On the contrary, if $A=\emptyset$, condition 1 cannot fail for any element of $\emptyset$, which has no elements; also condition 2 cannot fail, so there is indeed a function $f\colon \emptyset\to B$. It's unique, because $f\subseteq \emptyset\times B=\emptyset$, so $f=\emptyset$.
Solution 4:
Given sets $A$ and $B$, a function from $A$ to $B$ is a subset $f\subseteq A\times B$ such that $$\forall a\in A\ \exists ! b\in B\ ((a,b)\in f).$$
Thus, if $A\neq\emptyset$ and $B=\emptyset$, no function $f$ exists, since, given any $a\in A$ you can not find any $b\in B$ with $(a,b)\in A\times B$, as $A\times B$ is empty.
Solution 5:
$ \newcommand{\calc}{\begin{align} \quad &} \newcommand{\calcop}[2]{\notag \\ #1 \quad & \quad \text{"#2"} \notag \\ \quad & } \newcommand{\endcalc}{\notag \end{align}} $In essence, Enderton is saying that $$ \tag{0} F\text{ is a function} \;\land\; \text{dom }F \not= \emptyset \;\land\; \text{ran }F = \emptyset $$ is false. And from what I read in the question, and from snippets on the interwebs (e.g., http://tedsider.org/teaching/st/st_notes.pdf), his definitions for domain and range are \begin{align} \text{dom }F & \;=\; \{x \mid \langle \exists y :: xFy \rangle \} \\ \text{ran }F & \;=\; \{y \mid \langle \exists x :: xFy \rangle \} \\ \end{align}
Now, what does it mean that $\;\text{dom }F \not= \emptyset\;$?

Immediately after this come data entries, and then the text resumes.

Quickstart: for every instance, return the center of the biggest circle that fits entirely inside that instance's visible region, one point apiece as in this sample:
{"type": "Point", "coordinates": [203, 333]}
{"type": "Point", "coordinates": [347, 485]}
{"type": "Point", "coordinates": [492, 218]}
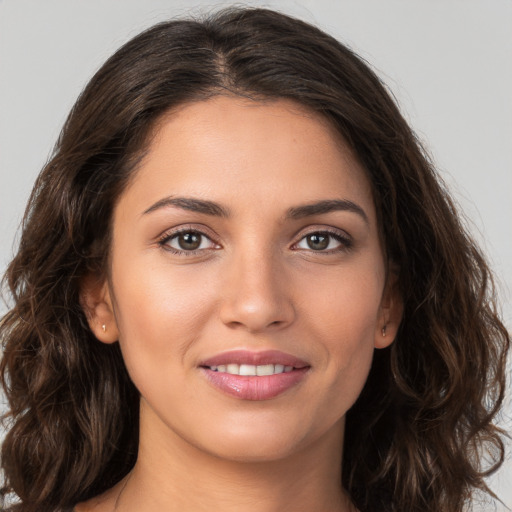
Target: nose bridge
{"type": "Point", "coordinates": [255, 295]}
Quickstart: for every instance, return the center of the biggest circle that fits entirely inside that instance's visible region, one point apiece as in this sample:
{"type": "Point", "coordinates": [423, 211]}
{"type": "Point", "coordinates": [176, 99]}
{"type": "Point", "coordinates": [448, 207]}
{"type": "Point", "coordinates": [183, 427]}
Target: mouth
{"type": "Point", "coordinates": [256, 376]}
{"type": "Point", "coordinates": [251, 370]}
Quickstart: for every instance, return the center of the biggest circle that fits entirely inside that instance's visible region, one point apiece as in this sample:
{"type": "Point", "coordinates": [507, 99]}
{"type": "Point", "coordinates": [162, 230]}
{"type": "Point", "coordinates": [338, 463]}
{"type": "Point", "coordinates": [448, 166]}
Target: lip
{"type": "Point", "coordinates": [252, 387]}
{"type": "Point", "coordinates": [255, 358]}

$$\calc \text{dom }F \not= \emptyset \calcop{\equiv}{basic property of $\;\emptyset\;$} \langle \exists x :: x \in \text{dom }F \rangle \calcop{\equiv}{the above definition of $\;\text{dom}\;$} \langle \exists x :: \langle \exists y :: xFy \rangle \rangle \endcalc$$
Similarly,
$$\calc \text{ran }F = \emptyset \calcop{\equiv}{basic property of $\;\emptyset\;$} \lnot\langle \exists y :: y \in \text{ran }F \rangle \calcop{\equiv}{the above definition of $\;\text{ran}\;$} \lnot\langle \exists y :: \langle \exists x :: xFy \rangle \rangle \rangle \endcalc$$
Therefore we have a contradiction:
$$\calc \text{dom }F \not= \emptyset \;\land\; \text{ran }F = \emptyset \calcop{\equiv}{the above calculations} \langle \exists x, y :: xFy \rangle \;\land\; \lnot \langle \exists x, y :: xFy \rangle \calcop{\equiv}{logic: contradiction} \text{false} \endcalc$$
and it directly follows that $(0)$ is false, regardless of the definition of 'function'.
So (using Enderton's definitions) there is not even a relation $\;F\;$ with a non-empty domain and an empty range, and therefore (since every function is a relation) there is also no function with a non-empty domain and an empty range.
Note how no fixed sets $\;A\;$ or $\;B\;$ have been mentioned so far.
Enderton then abbreviates $$ F : A \to B \;\equiv\; F\text{ is a function} \;\land\; \text{dom }F = A \;\land\; \text{ran }F \subseteq B $$ Note how this definition is asymmetrical w.r.t. domain and range: $\;F : A \to \emptyset\;$ is false for non-empty $\;A\;$ (as we've just proved above), but $\;F : \emptyset \to B\;$ is true iff $\;F = \emptyset\;$ (since $\;\emptyset\text{ is a function}\;$), regardless of the value of $\;B\;$. This is exactly the asymmetry noted in the question.